In a world where many children are taught by families and churches that their sexual or gender difference is some sort of sickness and is condemned by God, there will always be those who are desperate to “change,” no matter how wrong and futile that will be. And there will always be those who are willing to help them try to do that, either because of their own warped beliefs or to make money or both. The last thing we should be doing is believing “ex-gay” therapy is dead simply because the largest group has shut its doors.

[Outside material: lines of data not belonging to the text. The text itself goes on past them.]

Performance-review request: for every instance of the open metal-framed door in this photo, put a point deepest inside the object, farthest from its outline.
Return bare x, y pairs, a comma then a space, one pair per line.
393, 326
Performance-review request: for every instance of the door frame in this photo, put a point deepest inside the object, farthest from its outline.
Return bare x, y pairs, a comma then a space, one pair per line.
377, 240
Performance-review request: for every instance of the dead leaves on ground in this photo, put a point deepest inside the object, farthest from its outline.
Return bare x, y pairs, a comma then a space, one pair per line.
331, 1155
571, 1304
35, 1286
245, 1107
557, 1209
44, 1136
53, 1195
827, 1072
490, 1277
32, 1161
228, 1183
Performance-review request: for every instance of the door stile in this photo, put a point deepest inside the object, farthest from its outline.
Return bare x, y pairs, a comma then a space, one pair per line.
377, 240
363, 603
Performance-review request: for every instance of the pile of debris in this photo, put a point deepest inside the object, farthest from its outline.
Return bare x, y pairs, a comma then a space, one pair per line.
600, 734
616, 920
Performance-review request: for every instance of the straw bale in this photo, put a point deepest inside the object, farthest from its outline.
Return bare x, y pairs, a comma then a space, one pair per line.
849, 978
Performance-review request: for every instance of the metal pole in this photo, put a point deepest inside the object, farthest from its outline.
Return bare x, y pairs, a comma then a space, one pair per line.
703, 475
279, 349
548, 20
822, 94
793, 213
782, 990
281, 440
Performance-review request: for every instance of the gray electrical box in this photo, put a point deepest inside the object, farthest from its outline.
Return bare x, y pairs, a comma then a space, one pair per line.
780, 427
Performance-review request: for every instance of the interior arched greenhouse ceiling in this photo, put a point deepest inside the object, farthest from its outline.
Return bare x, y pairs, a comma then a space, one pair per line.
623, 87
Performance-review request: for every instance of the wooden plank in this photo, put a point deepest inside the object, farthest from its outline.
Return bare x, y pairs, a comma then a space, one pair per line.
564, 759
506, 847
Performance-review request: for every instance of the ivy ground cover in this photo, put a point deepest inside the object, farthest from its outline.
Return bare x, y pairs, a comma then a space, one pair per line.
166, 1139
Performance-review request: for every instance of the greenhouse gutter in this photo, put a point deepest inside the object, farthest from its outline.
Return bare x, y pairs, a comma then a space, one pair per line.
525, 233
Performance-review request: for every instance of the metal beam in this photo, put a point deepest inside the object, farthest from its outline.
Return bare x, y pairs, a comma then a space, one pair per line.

They’re just gearing up for Hate 2.0. Much like the anti-choice movement has shifted their attacks on abortion rights to a personhood movement that seeks to legally define life as starting at a fertilized egg, the anti-LGBT Christians are just re-tooling their matrix.

As a progressive Christian, I am angered by groups that use my religion (or any religion) as tools of hate. You can’t re-program gay away any more than you can re-program curly hair away. We are each born who we are — gay, straight, transgender, asexual … Religion in its ideal form should be free of politics and a space for solace and enlightenment. It should be a space for us to search our hearts and minds for truth and peace and feel the divine presence in our lives. It hurts us all — believers and non-believers alike — when it is used as a bludgeoning tool for hate.

Here’s hoping that the re-branded ex-gay groups fail as spectacularly as the current versions are. And I sincerely hope that as our culture becomes more enlightened on LGBT issues, we will find less pain and suffering put on LGBT people.